The latest European Employers’ Institute study titled ‘Understanding the EU-US labour productivity gap: #2—A granular analysis’ updates the picture of the labour productivity gap between the US and the EU, highlighting why the gap exists, how it differs across countries, and the main factors behind it. It is the second in a series of three focusing on the comparative analysis of labour productivity in the EU and the US. The research in this study claims that the core EU economies drive the widening EU–US productivity gap.
The second study on labour productivity, commissioned by the European Employers’ Institute (EEI) and conducted by Rexecode (France), offers a detailed country- and sector-level analysis of the EU–US productivity gap over the 1995–2019 period. The findings indicate that the core EU economies – Germany, France, Italy, Spain, Belgium, and the Netherlands – are the primary contributors to the EU’s slower productivity growth, despite their significant overall contribution to the European economy.
While newer member states in Central and Eastern Europe have achieved faster productivity growth than the United States, these gains have not been sufficient to offset the weaker performance of the larger economies, which account for most of the EU’s total value added. The study, therefore, concludes that internal convergence within the EU has not translated into greater competitiveness at the global level.
The report identifies underinvestment in innovation, digitalisation, and intangible assets as the key source of divergence. In Germany and France, productivity has kept pace with the US in efficiency terms (TFP), but limited investment in ICT and intangible capital has constrained progress. In contrast, Italy and Spain face deeper structural challenges due to slower TFP growth linked to weaker innovation diffusion and organisational efficiency. The gap is most pronounced in information and communication technologies, followed by professional services and manufacturing.
“This new piece of research highlights the importance of understanding Europe’s productivity dynamics in all their complexity.
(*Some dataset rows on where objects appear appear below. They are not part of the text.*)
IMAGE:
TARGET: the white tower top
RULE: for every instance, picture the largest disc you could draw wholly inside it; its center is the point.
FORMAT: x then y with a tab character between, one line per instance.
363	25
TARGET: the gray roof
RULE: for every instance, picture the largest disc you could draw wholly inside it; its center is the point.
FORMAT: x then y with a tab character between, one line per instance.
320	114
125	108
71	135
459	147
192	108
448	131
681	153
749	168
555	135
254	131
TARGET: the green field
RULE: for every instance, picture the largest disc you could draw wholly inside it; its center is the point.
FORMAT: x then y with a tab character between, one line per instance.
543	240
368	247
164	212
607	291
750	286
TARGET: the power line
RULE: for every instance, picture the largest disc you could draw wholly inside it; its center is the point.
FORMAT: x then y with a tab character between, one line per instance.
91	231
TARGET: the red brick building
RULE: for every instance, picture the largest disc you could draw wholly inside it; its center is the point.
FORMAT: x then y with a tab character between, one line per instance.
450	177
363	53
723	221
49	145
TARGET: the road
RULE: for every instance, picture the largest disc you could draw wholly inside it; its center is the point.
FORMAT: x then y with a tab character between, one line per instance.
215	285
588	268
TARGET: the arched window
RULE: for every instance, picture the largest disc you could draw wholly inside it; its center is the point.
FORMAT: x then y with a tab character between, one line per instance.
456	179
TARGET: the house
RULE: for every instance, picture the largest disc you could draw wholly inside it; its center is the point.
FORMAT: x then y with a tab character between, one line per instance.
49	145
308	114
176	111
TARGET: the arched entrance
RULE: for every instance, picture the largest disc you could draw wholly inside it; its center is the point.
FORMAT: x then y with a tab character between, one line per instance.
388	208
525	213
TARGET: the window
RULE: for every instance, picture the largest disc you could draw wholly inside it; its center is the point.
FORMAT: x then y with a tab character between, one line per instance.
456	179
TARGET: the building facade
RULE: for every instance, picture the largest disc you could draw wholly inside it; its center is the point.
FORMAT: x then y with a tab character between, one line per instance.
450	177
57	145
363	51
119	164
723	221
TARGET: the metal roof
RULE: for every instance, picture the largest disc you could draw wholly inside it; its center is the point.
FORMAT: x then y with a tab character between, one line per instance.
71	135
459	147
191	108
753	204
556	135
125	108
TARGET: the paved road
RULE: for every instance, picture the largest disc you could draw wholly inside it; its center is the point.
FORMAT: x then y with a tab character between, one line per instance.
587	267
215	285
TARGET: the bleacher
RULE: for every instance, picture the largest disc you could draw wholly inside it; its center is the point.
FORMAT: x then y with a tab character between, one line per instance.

By combining rigorous analysis with a granular perspective, we believe at EEI that it offers valuable insights to guide policymakers and business leaders in shaping a more competitive and resilient European economy,” commented Delphine Rudelli, Chair of the Board of the EEI and Director General of Ceemet.
The study also looks at how the EU–US productivity gap has evolved over the past decades: before 2007, there was a 1%-point growth gap mainly in manufacturing and services; between 2007 and 2019, both slowed, but the US pulled ahead in ICT; since 2019, the gap has widened further, especially in ICT and business services.
The study, along with more information on the EEI work, is available on the European Employers’ Institute website.
The European Employers Institute (EEI) is a research institute, founded by European and national employer organisations in March 2024. The EEI focuses on emerging employment and social policy topics at the European level, producing research studies, analyses and publications. It aims to ensure balanced representation on employment issues and strengthen social dialogue at the European level.